With shaking fingers, I tried to log into our joint bank account. Password incorrect. I tried the password recovery option, only to discover that the associated email address was no longer mine. It had been changed to some generic Caldera Ventures address.
Every door was slamming shut.
I opened Instagram, desperate for some connection to the outside world, maybe to reach out to my friend Sierra for help. But the first thing I saw was a post from @CalderaVentures celebrating their latest milestone—company valuation hits $120 million. The photo showed Ryker in his corner office, raising a champagne flute with that megawatt smile that had first attracted me at a charity gala three years ago.
But it was the background that made my breath catch. The abstract painting I'd chosen for his office—the one I'd spent weeks selecting because the blues reminded me of the ocean where we'd honeymooned—was gone. In its place hung some sterile corporate art that looked like it came from a hotel lobby.
Even my aesthetic choices were being erased.
I scrolled through the comments, each congratulatory message feeling like another nail in the coffin of my former life. Then I saw it—someone had tagged @JadeWilliams with a heart emoji.
My finger hovered over the name for a long moment before I clicked.
Jade Williams. Twenty-six years old according to her bio. Marketing coordinator. And her most recent post made my world tilt sideways.
It was a cooking video—a trendy Reel showing perfectly manicured hands preparing what looked like coq au vin.
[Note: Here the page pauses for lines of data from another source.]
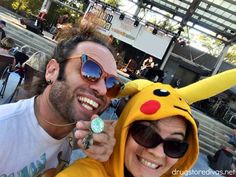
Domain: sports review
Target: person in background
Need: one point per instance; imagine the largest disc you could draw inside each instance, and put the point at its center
(38, 61)
(156, 134)
(62, 22)
(35, 133)
(147, 64)
(32, 71)
(6, 44)
(2, 32)
(21, 56)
But I recognized everything in the frame. My Le Creuset Dutch oven. My marble countertops. My kitchen window with its view of the hill country.
She was wearing my apron.
The woman was in my house, using my things, living my life like I'd never existed at all. The comments were full of heart-eye emojis and questions about the recipe. She was playing house with my husband in my kitchen, and the internet was eating it up.
I stared at the screen until my eyes burned, watching this stranger move through my space with casual familiarity. She knew where everything was. This wasn't her first time cooking in my kitchen.
My phone buzzed with a text from an unknown number, and I nearly dropped it.
*The woman with your husband isn't just a side piece. Check Caldera's Series B investor list.*
Sent three minutes ago.
I stared at the message, my heart hammering against my ribs. Someone was watching. Someone knew what was happening to me. But more importantly, someone was suggesting that this went deeper than just an affair.
My finger hovered over the message, trembling.